I am trying to scrape a table of data from a web page, all the tutorials I have found online are too specific and don't explain what each argument/element is so I can't figure out how to work it for my example. Any advice on where to find good tutorials to scrape this kind of data would be appreciated;

query = urllib.urlencode({'q': company})
page = requests.get('http://www.hoovers.com/company-information/company-search.html?term=company')
tree = html.fromstring(page.text)

table =tree.xpath('//[@id="shell"]/div/div/div[2]/div[5]/div[1]/div/div[1]')

#Can't get xpath correct
#This will create a list of companies:
companies = tree.xpath('//...') 
#This will create a list of locations
locations = tree.xpath('//....')

I have also tried:

hoover = 'http://www.hoovers.com/company-information/company-search.html?term=company'
req = urllib2.Request(hoover)
page = urllib2.urlopen(req)
soup = BeautifulSoup(page)

table = soup.find("table", { "class" : "clear data-table sortable-header dashed-table-tr alternate-rows" })

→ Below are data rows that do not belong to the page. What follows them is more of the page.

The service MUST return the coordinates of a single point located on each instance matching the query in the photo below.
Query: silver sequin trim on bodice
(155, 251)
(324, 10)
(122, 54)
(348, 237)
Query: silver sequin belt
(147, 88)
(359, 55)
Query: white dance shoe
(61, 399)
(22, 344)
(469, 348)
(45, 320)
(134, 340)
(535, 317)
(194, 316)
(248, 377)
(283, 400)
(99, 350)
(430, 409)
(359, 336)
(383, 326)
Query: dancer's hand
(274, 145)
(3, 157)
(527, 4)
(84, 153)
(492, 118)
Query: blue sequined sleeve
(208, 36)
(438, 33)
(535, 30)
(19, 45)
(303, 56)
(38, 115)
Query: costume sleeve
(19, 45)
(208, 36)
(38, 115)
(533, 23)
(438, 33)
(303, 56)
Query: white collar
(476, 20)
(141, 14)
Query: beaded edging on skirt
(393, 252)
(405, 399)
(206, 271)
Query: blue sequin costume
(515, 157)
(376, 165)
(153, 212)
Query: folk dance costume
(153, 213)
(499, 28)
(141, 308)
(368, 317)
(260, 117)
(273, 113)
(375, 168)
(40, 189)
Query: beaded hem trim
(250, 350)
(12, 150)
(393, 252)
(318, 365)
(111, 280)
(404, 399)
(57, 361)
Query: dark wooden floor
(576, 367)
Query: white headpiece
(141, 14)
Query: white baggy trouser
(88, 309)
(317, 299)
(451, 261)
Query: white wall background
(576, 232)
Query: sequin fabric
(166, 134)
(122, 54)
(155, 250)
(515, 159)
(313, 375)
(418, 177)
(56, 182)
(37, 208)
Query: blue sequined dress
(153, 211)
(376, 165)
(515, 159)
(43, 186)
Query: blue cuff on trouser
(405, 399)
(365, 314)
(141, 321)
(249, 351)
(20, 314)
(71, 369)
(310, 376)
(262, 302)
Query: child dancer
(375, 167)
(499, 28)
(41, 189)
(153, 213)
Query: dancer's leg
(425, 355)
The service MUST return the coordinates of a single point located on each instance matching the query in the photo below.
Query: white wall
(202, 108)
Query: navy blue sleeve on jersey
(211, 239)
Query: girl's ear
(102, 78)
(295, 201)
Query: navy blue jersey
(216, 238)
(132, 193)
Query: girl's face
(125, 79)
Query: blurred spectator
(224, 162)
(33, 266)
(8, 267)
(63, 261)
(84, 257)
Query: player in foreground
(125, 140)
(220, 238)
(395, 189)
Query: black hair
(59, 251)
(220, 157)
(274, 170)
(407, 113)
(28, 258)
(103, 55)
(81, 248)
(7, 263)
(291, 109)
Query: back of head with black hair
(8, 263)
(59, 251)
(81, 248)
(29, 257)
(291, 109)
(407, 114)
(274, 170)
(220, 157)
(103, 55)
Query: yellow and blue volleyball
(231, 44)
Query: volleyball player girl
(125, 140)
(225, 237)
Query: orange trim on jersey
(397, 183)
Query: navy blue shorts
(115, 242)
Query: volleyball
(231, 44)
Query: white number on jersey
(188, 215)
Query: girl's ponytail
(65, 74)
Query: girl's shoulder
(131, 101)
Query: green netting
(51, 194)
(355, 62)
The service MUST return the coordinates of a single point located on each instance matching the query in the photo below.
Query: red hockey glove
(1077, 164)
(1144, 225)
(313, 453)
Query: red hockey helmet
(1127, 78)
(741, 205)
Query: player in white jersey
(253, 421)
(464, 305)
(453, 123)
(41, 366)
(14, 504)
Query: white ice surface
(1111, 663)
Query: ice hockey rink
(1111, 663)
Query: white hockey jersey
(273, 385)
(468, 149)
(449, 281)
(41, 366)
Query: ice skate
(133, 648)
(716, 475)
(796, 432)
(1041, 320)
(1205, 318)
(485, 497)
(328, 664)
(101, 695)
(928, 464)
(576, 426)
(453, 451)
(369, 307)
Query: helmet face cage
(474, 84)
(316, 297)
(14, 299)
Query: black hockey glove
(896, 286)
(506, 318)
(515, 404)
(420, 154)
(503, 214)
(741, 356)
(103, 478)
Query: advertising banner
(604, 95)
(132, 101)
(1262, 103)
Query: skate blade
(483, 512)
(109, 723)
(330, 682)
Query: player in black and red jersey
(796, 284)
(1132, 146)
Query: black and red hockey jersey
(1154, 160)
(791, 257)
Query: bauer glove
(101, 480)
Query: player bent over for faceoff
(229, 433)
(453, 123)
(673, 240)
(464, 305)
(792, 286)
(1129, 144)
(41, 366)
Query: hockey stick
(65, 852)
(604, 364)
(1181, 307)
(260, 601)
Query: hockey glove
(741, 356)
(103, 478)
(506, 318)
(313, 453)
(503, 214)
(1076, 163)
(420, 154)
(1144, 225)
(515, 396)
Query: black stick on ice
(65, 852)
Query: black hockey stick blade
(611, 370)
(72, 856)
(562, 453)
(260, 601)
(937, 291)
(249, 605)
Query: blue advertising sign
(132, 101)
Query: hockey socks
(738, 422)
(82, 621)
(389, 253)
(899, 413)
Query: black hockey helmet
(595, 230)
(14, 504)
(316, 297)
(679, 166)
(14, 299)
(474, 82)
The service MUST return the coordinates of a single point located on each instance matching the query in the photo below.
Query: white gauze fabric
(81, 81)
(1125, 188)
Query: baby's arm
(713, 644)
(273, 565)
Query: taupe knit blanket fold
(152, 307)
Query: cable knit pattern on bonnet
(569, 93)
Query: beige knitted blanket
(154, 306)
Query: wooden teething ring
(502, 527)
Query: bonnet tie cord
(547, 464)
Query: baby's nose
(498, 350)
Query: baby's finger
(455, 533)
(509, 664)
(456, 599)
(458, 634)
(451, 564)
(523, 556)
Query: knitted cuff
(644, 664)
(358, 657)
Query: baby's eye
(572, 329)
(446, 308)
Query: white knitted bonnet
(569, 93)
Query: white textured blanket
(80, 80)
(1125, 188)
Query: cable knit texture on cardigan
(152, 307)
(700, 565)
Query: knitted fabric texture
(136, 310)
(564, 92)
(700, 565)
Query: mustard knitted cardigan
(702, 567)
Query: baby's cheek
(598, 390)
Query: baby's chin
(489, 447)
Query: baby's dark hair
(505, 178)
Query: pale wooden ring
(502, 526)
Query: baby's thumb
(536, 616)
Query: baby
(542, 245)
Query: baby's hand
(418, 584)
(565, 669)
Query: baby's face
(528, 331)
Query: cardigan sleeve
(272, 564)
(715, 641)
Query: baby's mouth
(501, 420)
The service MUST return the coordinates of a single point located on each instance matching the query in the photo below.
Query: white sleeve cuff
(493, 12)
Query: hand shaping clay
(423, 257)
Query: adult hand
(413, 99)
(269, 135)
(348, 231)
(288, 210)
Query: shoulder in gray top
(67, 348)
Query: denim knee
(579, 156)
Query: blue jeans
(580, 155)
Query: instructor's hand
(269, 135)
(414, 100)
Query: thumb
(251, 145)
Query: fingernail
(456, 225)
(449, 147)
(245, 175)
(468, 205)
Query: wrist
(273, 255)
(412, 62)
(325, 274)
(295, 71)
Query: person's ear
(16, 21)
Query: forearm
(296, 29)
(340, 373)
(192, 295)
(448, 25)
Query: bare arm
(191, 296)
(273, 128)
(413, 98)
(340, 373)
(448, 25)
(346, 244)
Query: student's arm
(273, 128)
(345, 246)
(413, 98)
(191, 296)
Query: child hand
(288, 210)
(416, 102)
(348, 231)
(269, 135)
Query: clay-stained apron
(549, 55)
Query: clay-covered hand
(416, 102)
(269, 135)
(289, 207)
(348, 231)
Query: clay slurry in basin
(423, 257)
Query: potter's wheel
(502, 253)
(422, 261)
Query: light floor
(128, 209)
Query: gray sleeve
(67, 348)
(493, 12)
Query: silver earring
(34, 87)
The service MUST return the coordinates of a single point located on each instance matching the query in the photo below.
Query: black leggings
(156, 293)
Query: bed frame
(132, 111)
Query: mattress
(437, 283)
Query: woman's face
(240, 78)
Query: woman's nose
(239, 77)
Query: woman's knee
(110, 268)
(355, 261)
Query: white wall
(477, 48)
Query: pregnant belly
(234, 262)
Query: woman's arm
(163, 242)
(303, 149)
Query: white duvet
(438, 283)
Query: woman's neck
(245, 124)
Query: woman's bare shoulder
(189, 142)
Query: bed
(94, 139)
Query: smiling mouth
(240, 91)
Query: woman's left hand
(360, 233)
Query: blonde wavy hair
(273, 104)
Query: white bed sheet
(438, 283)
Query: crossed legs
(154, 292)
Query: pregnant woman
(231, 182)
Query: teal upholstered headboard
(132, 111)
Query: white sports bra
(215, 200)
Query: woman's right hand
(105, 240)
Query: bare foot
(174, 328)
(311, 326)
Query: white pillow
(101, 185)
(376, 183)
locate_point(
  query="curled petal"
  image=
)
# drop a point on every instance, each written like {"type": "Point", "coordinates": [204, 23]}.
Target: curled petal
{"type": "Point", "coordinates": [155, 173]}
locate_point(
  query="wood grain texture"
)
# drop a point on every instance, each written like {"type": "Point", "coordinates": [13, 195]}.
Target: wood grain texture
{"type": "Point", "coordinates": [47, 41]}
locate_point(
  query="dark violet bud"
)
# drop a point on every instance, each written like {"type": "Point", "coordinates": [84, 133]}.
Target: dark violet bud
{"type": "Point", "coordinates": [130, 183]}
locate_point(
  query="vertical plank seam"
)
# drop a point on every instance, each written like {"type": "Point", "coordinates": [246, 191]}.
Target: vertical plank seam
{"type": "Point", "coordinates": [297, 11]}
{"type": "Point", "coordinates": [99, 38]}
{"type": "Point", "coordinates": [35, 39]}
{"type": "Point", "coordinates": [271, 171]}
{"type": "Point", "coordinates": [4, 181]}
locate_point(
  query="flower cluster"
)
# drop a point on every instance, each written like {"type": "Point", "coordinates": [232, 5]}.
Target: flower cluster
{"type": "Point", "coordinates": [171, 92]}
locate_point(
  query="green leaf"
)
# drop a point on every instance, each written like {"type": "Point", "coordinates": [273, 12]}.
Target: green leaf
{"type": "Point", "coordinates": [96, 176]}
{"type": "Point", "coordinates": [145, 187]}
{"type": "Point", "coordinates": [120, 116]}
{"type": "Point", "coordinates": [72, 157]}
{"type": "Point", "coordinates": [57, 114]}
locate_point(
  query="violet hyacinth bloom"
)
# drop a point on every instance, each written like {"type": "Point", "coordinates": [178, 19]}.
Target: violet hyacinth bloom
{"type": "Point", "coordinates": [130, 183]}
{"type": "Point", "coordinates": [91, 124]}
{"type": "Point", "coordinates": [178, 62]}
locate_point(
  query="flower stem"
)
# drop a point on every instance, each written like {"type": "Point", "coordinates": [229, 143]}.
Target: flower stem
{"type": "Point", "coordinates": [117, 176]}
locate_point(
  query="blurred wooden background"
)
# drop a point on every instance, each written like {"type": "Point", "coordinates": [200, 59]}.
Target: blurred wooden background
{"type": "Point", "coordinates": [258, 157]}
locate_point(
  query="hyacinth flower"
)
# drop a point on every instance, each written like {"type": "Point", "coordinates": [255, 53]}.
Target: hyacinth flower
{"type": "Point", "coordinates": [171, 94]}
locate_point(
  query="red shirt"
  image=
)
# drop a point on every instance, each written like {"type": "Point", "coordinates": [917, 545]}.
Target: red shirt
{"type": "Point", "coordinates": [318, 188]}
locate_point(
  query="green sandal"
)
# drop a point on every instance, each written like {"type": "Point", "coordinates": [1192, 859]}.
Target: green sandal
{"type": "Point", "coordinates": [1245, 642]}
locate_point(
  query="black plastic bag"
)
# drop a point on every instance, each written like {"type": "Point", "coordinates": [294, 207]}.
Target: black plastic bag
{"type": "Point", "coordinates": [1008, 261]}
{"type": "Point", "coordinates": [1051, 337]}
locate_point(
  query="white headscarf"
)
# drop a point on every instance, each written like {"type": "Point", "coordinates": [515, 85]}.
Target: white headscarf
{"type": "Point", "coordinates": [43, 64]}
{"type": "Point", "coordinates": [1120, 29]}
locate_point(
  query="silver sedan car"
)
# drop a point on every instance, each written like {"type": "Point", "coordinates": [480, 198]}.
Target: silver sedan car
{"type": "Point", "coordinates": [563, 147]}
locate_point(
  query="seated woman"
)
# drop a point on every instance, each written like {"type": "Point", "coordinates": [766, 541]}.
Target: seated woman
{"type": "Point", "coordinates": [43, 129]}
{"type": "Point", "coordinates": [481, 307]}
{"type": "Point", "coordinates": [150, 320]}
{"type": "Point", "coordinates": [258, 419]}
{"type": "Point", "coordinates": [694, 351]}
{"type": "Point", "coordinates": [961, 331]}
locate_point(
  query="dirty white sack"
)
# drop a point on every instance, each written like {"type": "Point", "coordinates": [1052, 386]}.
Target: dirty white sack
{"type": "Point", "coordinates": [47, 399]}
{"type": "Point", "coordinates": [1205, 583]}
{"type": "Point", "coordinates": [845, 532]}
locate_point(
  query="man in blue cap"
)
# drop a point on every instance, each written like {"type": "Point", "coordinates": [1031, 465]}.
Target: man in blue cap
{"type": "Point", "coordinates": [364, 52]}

f = open('output.csv', 'w')
for row in table.findAll('tr'):
    f.write(','.join(''.join([str(i).replace(',','') for i in row.findAll('td',text=True) if i[0]!='&']).split('\n')[1;-1])+'\n')
f.close()

But I am getting an invalid syntax error on the second last line

cfraschetti · Accepted Answer · 2015-06-15 17:01:35Z

3

Yes, beautiful soup. Here is a quick example to get the names:

hoover = 'http://www.hoovers.com/company-information/company-search.html?term=company'
req = urllib2.Request(hoover)
page = urllib2.urlopen(req)
soup = BeautifulSoup(page.text)
trs = soup.find("div", attrs={"class": "clear data-table sortable-header dashed-table-tr alternate-rows"}).find("table").findAll("tr")
for tr in trs:
    tds = tr.findAll("td")
    if len(tds) < 1:
        continue
    name = tds[0].text
    print name
f.close()

edited Jun 15, 2015 at 17:01

answered Jun 15, 2015 at 14:33

cfraschetti

1371 silver badge6 bronze badges

Sign up to request clarification or add additional context in comments.

4 Comments

russell_i Over a year ago

Thanks! Very helpful, but I am trying to do the page source in this way rather than read in a html page as the aim is to build this into a function: hoovers = 'hoovers.com/company-information/…' req = urllib2.Request(hoovers) page = urllib2.urlopen(req) soup = BeautifulSoup(page) , but I get an Atttribute error that table has no attribute find when I run the third line of your solution!

cfraschetti Over a year ago

BeautifulSoup constructor accepts a stream or string so you should be able to pass page.text or a streamed version.

russell_i Over a year ago

Sorry I don't understand what you mean pass page.text or a streamed version?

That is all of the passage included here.